If the middle term of the expansion of $(x^3 + 2y^2)^n$ is $C x^{18} y^{12},$ find C.

My work:

I let $u = x^3$ and $v = 2y^2.$ Then doing this: $$(u)^6 = (x^3)^6 \space and \space \space \left(\frac{v}{2} \right)^6 = (y^2)^6$$

we get $u^6 = x^{18}$ and $\left(\frac{v^6}{64} \right) = y^{12}$

We now conclude that the expression $(u + v)^n$ has a term $(u^6)\left(\frac{v^6}{64} \right)$ along its expansion when $u = x^3$ and $v = 2y^2$ We need to find its equivalent term of $(u^6)\left(\frac{v^6}{64} \right)$ when we go back to dealing with $(x^3 + 2y^2)^n.$

Everybody knows that in the binomial expansion of $(u + v)^n,$ in each term, the sum of the exponents of $u$ and $v$ is $n.$ and there are $n+1$ terms.

With that in mind, the sum of the particular term $(u^6)\left(\frac{v^6}{64} \right)$ is $n = 12$ and the number of terms in that particular expansion is $12+1 = 13.$ Since the problem asks for the coefficient of the middle term $C x^{18} y^{12},$ we need to find its middle term.
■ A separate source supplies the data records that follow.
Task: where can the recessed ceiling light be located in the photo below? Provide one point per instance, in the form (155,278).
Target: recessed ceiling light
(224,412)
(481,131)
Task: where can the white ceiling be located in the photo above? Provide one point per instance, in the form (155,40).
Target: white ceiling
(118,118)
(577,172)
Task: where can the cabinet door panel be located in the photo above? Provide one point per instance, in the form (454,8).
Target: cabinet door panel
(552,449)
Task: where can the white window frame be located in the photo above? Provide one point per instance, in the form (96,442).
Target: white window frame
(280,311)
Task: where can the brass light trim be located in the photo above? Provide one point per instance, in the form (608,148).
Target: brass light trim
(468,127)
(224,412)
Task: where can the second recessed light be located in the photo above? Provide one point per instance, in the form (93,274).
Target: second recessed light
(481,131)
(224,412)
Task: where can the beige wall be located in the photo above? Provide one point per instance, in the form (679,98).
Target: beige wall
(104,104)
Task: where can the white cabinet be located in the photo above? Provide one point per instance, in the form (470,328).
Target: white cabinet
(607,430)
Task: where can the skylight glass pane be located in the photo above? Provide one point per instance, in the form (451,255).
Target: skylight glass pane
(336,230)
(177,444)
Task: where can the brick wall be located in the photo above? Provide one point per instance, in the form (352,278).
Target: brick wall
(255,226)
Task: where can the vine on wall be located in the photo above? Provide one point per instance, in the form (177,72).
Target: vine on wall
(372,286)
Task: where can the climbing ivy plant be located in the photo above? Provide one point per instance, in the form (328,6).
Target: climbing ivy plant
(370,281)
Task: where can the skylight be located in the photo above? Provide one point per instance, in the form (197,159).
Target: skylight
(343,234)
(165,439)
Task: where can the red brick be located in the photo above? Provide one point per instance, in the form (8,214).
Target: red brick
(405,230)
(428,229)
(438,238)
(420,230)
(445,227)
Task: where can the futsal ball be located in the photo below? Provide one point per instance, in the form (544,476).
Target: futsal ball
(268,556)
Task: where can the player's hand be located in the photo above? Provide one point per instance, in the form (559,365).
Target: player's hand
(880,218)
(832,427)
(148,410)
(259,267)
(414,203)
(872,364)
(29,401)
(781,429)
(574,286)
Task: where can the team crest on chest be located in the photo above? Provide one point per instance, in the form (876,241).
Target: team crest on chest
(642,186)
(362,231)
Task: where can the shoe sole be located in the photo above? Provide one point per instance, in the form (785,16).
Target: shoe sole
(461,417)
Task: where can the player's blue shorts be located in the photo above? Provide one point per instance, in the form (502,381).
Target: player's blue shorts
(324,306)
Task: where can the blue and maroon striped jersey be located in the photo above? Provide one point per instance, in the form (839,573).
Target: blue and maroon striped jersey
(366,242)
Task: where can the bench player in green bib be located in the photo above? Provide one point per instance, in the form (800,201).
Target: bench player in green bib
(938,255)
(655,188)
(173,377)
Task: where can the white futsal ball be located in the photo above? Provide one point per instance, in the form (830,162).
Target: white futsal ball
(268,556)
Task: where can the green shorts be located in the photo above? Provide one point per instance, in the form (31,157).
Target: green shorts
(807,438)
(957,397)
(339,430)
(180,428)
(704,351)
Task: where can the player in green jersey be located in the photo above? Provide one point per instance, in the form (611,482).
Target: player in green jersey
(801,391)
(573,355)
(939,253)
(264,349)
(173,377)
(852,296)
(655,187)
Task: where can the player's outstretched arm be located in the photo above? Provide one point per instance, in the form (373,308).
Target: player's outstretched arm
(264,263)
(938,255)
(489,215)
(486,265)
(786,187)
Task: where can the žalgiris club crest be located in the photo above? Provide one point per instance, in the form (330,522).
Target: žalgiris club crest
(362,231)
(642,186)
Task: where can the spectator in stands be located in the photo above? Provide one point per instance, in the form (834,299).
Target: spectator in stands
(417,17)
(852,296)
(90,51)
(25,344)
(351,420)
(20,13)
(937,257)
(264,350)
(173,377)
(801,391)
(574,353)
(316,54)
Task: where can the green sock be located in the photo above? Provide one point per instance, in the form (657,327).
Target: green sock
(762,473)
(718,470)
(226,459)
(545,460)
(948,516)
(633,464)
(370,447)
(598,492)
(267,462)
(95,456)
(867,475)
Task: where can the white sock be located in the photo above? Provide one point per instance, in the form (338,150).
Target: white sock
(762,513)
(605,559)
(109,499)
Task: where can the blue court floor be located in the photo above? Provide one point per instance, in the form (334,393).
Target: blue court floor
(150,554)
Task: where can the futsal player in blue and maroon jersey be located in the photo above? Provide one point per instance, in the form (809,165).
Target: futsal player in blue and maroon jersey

Turns out, in the binomial expansion containing $13$ terms, the middle term would be the $7$th term.

Now looking for for the expression of the $7$th term:

$$nth \space term = C(n, r-1) u^{n-r+1} v^{r-1}$$ $$expression \space of \space 7th \space term = C(12, 7-1) (x^3)^{12-7+1} (2y^2)^{7-1}$$ $$ = (924) (x^3)^{6} (2y^2)^{6}$$ $$ = (924) (x^{18}) (2)^{6}(y^2)^{6}$$ $$ = (924) (x^{18}) (64) (y^2)^{6}$$ $$ = (924) (x^{18}) (64) (y^{12})$$ $$ = 59136 x^{18} y^{12}$$

Therefore, we conclude that $C = 59136.$

Lastly, the equivalent term of $(u^6)\left(\frac{v^6}{64} \right)$ from $(u + v)^n$, when we go back to dealing with $(x^3 + 2y^2)^n$, is $59136x^{18}y^{12}$

I've done my best but I couldn't verify it. Is my solution correct?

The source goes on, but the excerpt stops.